INVESTIGADORES
GARIBALDI Lucas Alejandro
congresos y reuniones científicas
Título:
Rate of Neotyphodium endophyte vertical transmission imposed by host grass fitness threshold
Autor/es:
GUNDEL, P. E.; GARCIA PARISI, P.; CASAS, C.; OMACINI, M.; MART├ŹNEZ-GHERSA, M. A.; GARIBALDI, L. A. ; GHERSA, C. M.
Reunión:
Congreso; Joint Meeting of the Mycological Society of America (MSA) and of the International Symposium on Fungal Endophytes of Grasses (ISFEG); 2010
Resumen:
The nature of the symbiosis between vertically transmitted Neotyphodium endophytic fungi and grasses may depend on the ecological context. It has been found that the endophyte may depress host fitness under restrictive growth conditions, which has been interpreted as a cost for the host in maintaining the symbiont. Whether this cost may impact the endophyte fitness is unknown. Endophyte fitness is determined by host seed production and the proportion endophyte-infected seeds (transmission rate). While the former has been widely studied, the latter has received very little attention. Here, we explore the relationship between endophyte transmission rate and seed production considering individual spike and whole plant levels using Lolium multiflorum annual grass and Neotyphodium occultans as a study model. We analyzed two data sets. The first one includes the transmission rate and seed production per plant of 94 individual plants. Variability in seed production per plant was obtained by subjecting the plants to different resource and stress levels. The second set includes the transmission rate and seed production per spike of 74 individual spikes. Variability in seed production per spike was obtained by subjecting monospecific patches to simulated grazing (defoliation and trampling).
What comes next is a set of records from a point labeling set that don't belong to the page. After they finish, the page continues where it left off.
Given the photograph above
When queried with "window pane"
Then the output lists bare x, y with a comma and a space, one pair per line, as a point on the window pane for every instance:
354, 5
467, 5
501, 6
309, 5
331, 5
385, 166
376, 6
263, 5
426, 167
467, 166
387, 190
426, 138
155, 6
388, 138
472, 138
We found a positive correlation between transmission rate and seed production for both, individual plants (rho=0.27, P<0.009) and spikes (rho=0.43, P<0.001) data sets. Transmission rate was highest (≈1) and invariant in plants or spikes with high seed production. On the other hand, transmission rate was variable in low seed production plants and spikes. Our results suggest that there could be a threshold of host fitness value (in terms of seed production) below which the endophyte-grass symbiosis could be at risk.